Theoretical and experimental evaluation of a CYP106A2 low homology model and production of mutants with changed activity and selectivity of hydroxylation

Steroids are important pharmaceutically active compounds. In contrast to the liver drug-metabolising cytochrome P450s, which metabolise a variety of substrates, steroid hydroxylases generally display a rather narrow substrate specificity. It is therefore a challenging goal to change their regio- and stereoselectivity. CYP106A2 is one of only a few bacterial steroid hydroxylases and hydroxylates 3-oxo-Delta4-steroids mainly in 15beta-position. In order to gain insights into the structure and function of this enzyme, whose crystal structure is unknown, a homology model has been created. The substrate progesterone was then docked into the active site to predict which residues might affect substrate binding. The model was substantiated by using a combination of theoretical and experimental investigations. First, numerous computational structure evaluation tools assessed the plausibility of its protein geometry and its quality. Second, the model explains many key properties of common cytochrome P450s. Third, two sets of mutants have been heterologously expressed, and the influence of the mutations on the catalytic activity towards deoxycorticosterone and progesterone has been studied experimentally: the first set comprises six mutations located in the structurally variable regions of this enzyme that are very difficult to predict by cytochrome P450 modelling (K27R, I86T, E90V, I71T, D185G and I215T).

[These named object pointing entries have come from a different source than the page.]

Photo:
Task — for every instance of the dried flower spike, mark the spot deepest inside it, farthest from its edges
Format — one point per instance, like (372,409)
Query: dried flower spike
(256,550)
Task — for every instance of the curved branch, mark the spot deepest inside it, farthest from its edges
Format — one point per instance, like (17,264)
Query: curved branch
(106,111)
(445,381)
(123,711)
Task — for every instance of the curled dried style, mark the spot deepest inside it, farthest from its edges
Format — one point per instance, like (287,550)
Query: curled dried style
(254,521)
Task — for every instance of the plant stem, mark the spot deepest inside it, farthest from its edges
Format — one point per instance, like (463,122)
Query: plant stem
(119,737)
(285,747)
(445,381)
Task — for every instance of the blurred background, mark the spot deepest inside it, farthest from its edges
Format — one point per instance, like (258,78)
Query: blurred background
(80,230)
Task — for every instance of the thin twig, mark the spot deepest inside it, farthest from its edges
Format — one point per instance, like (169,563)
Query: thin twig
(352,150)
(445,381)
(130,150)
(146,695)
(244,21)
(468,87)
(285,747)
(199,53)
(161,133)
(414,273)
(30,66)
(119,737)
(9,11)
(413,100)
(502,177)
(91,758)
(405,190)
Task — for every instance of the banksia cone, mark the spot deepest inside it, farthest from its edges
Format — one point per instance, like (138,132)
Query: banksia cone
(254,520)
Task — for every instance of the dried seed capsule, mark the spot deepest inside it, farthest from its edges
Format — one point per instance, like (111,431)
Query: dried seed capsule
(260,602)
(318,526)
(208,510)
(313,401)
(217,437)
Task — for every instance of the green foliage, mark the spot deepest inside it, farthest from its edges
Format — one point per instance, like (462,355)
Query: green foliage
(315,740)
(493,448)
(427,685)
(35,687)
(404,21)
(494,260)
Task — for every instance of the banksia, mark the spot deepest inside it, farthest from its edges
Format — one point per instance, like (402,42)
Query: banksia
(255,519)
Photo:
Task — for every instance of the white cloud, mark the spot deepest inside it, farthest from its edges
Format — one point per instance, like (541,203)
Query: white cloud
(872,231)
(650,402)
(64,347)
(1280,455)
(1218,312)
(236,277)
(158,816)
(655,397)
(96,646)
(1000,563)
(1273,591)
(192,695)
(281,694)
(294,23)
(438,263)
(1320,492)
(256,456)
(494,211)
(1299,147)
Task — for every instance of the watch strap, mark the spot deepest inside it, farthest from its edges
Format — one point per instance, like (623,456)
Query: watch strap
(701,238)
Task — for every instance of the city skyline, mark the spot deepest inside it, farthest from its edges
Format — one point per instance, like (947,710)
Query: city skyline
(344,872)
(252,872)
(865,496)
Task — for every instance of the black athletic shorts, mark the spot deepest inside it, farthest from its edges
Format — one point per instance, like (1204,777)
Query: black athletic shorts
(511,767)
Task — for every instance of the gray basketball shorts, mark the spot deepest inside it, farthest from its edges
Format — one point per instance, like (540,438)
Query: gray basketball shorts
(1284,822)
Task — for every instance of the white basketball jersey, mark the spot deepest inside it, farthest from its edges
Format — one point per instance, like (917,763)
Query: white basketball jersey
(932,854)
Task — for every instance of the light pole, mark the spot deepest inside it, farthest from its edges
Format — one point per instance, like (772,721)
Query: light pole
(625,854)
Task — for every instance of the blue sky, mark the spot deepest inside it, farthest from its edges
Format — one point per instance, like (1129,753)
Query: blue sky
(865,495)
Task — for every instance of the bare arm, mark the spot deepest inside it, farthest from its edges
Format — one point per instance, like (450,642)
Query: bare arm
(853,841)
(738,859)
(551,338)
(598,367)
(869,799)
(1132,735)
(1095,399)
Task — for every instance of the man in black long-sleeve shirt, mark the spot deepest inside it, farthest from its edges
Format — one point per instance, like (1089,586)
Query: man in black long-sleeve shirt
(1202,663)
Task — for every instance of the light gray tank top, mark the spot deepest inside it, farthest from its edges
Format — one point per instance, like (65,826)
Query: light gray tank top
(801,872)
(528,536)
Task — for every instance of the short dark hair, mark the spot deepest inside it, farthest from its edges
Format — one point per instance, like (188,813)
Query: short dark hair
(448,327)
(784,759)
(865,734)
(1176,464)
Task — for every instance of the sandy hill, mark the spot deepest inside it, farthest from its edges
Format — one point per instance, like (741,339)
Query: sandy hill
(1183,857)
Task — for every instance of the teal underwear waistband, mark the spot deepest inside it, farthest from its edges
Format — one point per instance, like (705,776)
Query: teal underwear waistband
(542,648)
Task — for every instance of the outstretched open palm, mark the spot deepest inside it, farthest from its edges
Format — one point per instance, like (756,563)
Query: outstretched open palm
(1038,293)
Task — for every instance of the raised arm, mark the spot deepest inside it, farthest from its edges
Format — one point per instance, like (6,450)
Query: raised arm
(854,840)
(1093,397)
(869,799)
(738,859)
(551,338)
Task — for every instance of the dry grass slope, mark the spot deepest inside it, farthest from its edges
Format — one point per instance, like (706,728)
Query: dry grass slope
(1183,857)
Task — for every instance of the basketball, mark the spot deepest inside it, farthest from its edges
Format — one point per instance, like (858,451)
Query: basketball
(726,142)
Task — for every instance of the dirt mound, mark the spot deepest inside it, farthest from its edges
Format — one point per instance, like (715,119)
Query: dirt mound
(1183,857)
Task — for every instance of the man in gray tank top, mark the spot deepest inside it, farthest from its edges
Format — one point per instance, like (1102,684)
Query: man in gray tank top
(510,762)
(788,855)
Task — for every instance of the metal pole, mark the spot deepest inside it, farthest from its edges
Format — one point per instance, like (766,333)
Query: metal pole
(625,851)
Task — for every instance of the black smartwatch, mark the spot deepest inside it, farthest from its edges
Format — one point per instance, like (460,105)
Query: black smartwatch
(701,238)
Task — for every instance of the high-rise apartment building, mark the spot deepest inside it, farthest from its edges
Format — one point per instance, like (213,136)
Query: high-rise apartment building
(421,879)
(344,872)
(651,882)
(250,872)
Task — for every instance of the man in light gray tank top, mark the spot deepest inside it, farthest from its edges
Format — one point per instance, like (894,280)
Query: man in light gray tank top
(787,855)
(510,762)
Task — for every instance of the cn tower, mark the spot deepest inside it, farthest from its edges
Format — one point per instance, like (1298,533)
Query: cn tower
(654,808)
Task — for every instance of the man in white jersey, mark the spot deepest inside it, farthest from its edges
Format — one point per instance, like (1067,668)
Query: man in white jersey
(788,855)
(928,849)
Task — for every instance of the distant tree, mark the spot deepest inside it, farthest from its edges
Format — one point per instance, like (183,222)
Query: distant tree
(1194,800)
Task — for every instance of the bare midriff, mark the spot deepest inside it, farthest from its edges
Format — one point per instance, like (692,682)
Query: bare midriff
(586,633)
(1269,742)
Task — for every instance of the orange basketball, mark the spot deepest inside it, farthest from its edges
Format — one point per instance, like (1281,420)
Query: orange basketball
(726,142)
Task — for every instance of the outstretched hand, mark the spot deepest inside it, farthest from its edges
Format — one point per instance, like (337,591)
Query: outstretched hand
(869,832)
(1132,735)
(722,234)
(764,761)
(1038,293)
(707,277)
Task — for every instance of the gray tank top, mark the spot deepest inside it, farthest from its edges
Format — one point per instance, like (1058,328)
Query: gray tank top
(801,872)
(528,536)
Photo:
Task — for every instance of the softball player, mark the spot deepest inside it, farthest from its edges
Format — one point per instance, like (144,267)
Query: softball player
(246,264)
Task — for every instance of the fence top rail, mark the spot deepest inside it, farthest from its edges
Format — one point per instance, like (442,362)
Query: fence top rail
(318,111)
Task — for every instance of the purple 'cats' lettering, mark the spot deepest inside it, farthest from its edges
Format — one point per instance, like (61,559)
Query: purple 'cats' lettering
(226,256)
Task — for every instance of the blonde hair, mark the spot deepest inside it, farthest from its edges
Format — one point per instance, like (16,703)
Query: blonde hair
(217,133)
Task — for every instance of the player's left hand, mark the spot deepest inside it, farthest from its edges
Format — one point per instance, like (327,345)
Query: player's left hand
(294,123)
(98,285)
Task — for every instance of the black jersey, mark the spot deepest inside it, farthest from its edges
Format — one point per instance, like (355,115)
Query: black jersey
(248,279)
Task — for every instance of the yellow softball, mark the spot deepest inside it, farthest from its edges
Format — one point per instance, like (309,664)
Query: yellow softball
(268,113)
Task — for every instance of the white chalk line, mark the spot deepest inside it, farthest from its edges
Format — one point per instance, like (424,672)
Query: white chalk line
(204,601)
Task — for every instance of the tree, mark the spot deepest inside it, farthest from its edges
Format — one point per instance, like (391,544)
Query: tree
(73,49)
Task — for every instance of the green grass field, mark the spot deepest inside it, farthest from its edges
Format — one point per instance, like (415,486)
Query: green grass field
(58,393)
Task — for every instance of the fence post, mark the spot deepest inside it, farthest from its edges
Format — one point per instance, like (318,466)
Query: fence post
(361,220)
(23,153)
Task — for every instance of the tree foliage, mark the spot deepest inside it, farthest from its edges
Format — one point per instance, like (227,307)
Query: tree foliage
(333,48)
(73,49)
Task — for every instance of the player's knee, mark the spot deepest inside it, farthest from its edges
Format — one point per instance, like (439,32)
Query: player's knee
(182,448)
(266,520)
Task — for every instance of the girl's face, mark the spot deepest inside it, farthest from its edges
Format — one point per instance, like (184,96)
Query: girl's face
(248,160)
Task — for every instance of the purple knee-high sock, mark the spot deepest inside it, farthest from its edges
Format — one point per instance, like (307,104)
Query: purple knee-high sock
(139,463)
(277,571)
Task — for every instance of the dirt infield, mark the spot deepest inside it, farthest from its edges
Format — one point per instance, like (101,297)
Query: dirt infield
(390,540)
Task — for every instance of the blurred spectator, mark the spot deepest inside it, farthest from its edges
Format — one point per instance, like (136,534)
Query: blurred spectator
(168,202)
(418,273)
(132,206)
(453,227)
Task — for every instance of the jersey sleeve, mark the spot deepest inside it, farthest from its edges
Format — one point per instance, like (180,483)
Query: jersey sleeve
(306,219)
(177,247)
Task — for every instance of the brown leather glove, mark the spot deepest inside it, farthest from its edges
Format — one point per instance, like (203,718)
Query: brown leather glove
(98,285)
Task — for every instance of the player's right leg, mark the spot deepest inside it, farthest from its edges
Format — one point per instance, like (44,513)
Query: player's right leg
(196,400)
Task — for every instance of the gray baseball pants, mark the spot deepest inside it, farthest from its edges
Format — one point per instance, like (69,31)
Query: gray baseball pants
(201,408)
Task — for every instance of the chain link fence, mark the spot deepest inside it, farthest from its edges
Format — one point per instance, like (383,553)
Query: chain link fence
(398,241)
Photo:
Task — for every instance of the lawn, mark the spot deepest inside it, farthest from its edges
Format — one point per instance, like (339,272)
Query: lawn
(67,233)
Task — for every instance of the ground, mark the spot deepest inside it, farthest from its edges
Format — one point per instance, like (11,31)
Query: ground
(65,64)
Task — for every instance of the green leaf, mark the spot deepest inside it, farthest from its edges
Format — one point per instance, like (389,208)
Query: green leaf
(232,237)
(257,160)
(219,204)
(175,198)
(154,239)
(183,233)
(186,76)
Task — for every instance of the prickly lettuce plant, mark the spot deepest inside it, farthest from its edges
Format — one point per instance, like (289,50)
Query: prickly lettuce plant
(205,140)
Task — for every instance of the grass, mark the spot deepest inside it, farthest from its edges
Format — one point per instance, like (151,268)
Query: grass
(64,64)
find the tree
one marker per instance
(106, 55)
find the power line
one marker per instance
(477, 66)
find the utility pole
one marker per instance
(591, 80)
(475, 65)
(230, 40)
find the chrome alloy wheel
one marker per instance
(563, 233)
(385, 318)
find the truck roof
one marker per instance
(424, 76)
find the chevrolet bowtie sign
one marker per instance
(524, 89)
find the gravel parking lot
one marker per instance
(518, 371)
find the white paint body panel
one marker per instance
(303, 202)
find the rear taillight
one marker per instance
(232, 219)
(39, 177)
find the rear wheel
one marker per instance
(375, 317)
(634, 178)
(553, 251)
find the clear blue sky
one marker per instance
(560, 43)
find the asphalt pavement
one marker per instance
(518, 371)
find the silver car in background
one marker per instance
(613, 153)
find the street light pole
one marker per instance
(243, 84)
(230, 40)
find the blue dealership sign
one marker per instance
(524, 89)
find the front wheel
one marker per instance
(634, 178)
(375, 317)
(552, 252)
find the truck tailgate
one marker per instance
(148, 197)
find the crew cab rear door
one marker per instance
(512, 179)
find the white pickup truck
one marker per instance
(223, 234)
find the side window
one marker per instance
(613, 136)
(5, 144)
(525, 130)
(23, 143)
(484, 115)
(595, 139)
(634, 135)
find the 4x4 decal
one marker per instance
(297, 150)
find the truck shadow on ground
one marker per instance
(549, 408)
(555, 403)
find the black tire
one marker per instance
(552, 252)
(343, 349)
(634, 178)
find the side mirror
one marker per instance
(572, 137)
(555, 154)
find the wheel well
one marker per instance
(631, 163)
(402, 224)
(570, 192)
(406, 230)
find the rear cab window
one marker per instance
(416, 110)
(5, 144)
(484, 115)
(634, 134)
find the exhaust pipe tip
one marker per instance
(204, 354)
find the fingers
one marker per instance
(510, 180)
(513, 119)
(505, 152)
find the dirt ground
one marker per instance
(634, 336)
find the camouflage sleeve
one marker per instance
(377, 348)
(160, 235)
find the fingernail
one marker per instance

For these positions, no participation in the active-site formation was predicted, or could be experimentally demonstrated. The second set comprises five mutants in substrate recognition site 6 (S394I, A395L, T396R, G397P and Q398S). For these residues, participation in active-site formation and an influence on substrate binding was predicted by docking. These mutants are based on an alignment with human CYP11B1, and in fact most of these mutants altered the active-site structure and the hydroxylation activity of CYP106A2 dramatically.